Severus zog eine Augenbraue hoch. "Entschuldigung. Ich habe nicht aufgepaßt."
Sabina starrte ihn an, während sie sich die Hand vor den Mund hielt. Sie kletterte auf den Barhocker, sank darauf zusammen und starrte ihn auffordernd an. Immer noch die Hand vor dem Mund. Snape seufzte und setzte sich auf den Hocker neben ihr. Formvollendet goss er erst ihr, dann sich den wohlriechenden Tee ein. Sabina vergewisserte sich, dass er trank. Severus' einer Mundwinkel hob sich leicht. "Ah ja, Frau Selpent. Sie haben ja doch was gelernt. Wenn die Lektion auch sehr hart erkauft war. Härter, als Sie vielleicht jemals wissen werden." Ihre Augen drängten ihn, endlich loszulegen. Ein Grunzen kam aus ihrer Kehle. "Sie wollen Antworten? Gut." Er trank noch einen Schluck Tee.

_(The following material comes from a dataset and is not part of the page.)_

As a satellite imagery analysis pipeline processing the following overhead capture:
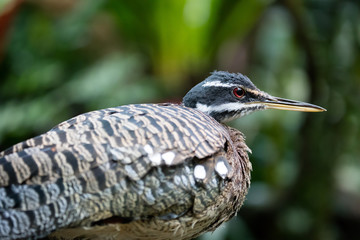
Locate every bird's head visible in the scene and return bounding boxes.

Antworten. Normalerweise stellte er die Fragen. "Hinterher kann ich Ihnen ja immer noch wieder das Gedächtnis wegnehmen." Ihre grauen Augen blitzten. Die Hand flog vom Mund. "Wieder?" Es klang wie ein Röcheln. Severus sah ihr in die Augen. Nahm einen Schluck. Und nickte. "Wieder."